Красная гора: Рассказы (Дорошко-Берман) - страница 157

— Ты знаешь, — говорила она, — когда на радио делали обо мне передачу, ведущая бросила мне: «Вот с Ритой Зелениной я беседовала о любви, а с вами я хочу поговорить о милосердии». Так что же это получается? — желваки заходили на ее скулах, — если я калека, то я уже и любить не способна, что ли? Да у меня такие любовники были, такие любовники, что любая здоровая может мне позавидовать. Да-да, любая здоровая!..

Потом, запрокинув голову, так, что кровь прилила к щекам, Женя заговорила о том, что нам всем на нее, Женю, глубоко наплевать, и на студии даже не знают, жива она или нет, притом, что все мы когда-то и пили у нее, и гуляли, и некоторые даже нагло, как будто она богаче всех, приходили к ней в дом с пустыми руками.

И хотя я никогда не пила у нее и не гуляла, я вначале оправдывалась, потом утешала ее, что такая, видно, у нее судьба, что каждому из нас суждено нести свой крест и неизвестно еще, у кого он легче и у кого тяжелее, что и мне, молодой, здоровой, в этой жизни и больно, и горько, и одиноко, и опять же неизвестно еще, кто из нас умрет раньше.

В общем, я много чего говорила ей и, в конце концов, поднялась уходить.

— А-а! — пробежала судорога по Жениному лицу, — я тут сидела и выслушивала тебя, а ты моих стихов так и не послушала. Ты даже не попросила меня почитать их!..

— Хорошо, — вздрогнула я, вдруг почувствовав себя в ловушке, — читай.

— Нет, — усмехнулась Женя, — не сегодня. Сейчас я поставлю тебе запись моего выступления на радио.

Тяжело приподнявшись в кресле, она поставила мне кассету, и где-то с час в какой-то странной стершейся записи я, почти не различая слов, слушала ее гневный, надломленный голос.

Уходила я от нее, унося рукопись с ее стихами и обещая позвонить ей тут же по прочтении.

Придя домой, я тотчас засела за Женину рукопись. Без сомнения, это были талантливые стихи, и все же, чем больше я вчитывалась в них, тем тяжелее становилось у меня на душе. Увы, в них не было ни света, ни воздуха. Взлететь в горные выси Женя могла только на шквале яростных обвинений. «Возможно ль ложно сострадать, мои случайные вчерашние? Под небом вечным жить не страшно вам, не дорастая до стыда?» — прочла я и опять почувствовала себя в ловушке.

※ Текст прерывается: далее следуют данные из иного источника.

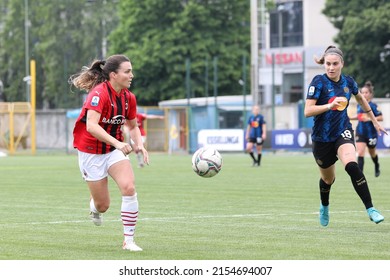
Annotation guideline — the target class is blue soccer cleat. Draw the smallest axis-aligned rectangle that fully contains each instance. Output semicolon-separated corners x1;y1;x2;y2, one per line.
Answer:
367;207;385;224
320;204;329;227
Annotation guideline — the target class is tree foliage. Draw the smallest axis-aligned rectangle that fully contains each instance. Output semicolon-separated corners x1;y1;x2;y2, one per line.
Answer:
323;0;390;97
0;0;117;108
0;0;250;108
110;0;250;105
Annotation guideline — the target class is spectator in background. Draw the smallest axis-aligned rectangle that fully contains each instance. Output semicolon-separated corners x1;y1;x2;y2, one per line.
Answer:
351;81;383;177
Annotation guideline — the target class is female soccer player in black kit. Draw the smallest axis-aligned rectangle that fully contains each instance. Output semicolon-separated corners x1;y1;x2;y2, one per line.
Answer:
305;46;387;226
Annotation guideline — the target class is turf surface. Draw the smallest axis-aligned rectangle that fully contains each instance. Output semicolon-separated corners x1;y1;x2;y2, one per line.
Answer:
0;153;390;260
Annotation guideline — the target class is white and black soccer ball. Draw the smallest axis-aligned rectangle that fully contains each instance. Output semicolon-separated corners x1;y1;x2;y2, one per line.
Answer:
192;147;222;178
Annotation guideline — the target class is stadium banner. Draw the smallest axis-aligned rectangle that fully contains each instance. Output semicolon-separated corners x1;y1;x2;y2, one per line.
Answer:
267;129;390;150
198;129;244;151
271;129;312;150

На следующее утро Женя сама позвонила мне.

— Я всю ночь, не сомкнув глаз, читала твою книгу, — сообщила она. — Больше всего меня потряс рассказ «Это недоброе солнце». Как она могла не дать подруге Ауробиндо?! Как могла?!! — зазвенел ее голос. — Как могла она так унизить ее: «Я видела, как ты ешь персики. А потом ты этими же руками возьмешься за Ауробиндо»! Нет, — задохнулась она, — такое поведение рождает агрессию. То, что эта, униженная, в конце концов утопила ее, вполне оправдано, вполне. А, кстати, — вдруг успокоилась она. — Ты меня очень заинтересовала трудами этого философа. У тебя ничего из его книг почитать не найдется?